In recent years, we used the HBase ecosystem to serve our critical online applications. But this infrastructure was complex. It had limited functionalities and brought high maintenance and infrastructure costs. We looked for a new storage solution that supports distributed transactions and SQL compatibility.
After we compared YugaByteDB, CockroachDB, and TiDB, an open-source scale-out database, we chose TiDB because it best met our requirements for stability and performance. TiDB helps us reduce system complexity and infrastructure cost and achieve stronger consistency.

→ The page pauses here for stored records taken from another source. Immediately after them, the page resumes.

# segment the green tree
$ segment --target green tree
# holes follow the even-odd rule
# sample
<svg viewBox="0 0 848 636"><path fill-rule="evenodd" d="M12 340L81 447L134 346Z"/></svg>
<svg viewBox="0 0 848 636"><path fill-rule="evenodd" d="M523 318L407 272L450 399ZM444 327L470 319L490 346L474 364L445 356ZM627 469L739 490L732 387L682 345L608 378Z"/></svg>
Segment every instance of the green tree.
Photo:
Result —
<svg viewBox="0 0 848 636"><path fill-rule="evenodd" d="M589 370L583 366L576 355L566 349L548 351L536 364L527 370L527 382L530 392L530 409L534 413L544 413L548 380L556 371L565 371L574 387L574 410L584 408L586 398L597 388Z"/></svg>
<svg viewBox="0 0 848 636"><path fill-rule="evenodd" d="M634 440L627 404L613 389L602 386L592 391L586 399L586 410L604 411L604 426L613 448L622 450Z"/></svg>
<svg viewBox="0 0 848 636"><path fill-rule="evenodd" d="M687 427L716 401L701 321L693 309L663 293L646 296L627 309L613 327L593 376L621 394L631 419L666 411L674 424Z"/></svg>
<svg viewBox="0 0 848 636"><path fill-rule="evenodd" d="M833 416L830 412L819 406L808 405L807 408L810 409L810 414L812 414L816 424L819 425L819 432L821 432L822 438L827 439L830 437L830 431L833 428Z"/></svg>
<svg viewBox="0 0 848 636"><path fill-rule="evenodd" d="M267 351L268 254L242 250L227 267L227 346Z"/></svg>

In this article, I’ll describe:
- The storage evolution at Pinterest
- Our HBase ecosystem
- Our exploration of distributed SQL
- TiDB’s challenges and opportunities
Evolution of Pinterest online storage
- In 2012, we introduced sharded MySQL into Pinterest’s tech stack. We used it to store the core data models including pins, boards, and users.
- In 2013, we introduced HBase as Pinterest’s first NoSQL database system. Since then, HBase has been very popular, and it has been serving many of our critical services. Based on HBase, we’ve built a columnar data store, a graph service, and a number of other applications.
- In 2015, we introduced RocksDB as a high performance C++ based storage engine. It powers our key-value (KV) store and machine learning serving applications.
- In 2017, customers wanted us to add more features to our NoSQL databases—for example, distributed transactions. NoSQL users asked for secondary indexing. We built a number of middle layer systems to meet these requests.
- In 2021, we’re again seeing many use cases that require a sweet spot between SQL and NoSQL. Users want NoSQL kind of scalability but they also want to enjoy SQL-like features. This leads us to think: will a distributed SQL database be a promising technology for our next-generation storage service?
HBase at Pinterest
How we use HBase
In 2013, we introduced HBase into Pinterest. Today, we have about 50 clusters, hosting 10+ PB of data, aggregating 100 million+ queries per second (QPS), and serving 100+ critical use cases. Since it was introduced, HBase has been a building block of our Pinterest infrastructure. Today, it still serves our critical online path.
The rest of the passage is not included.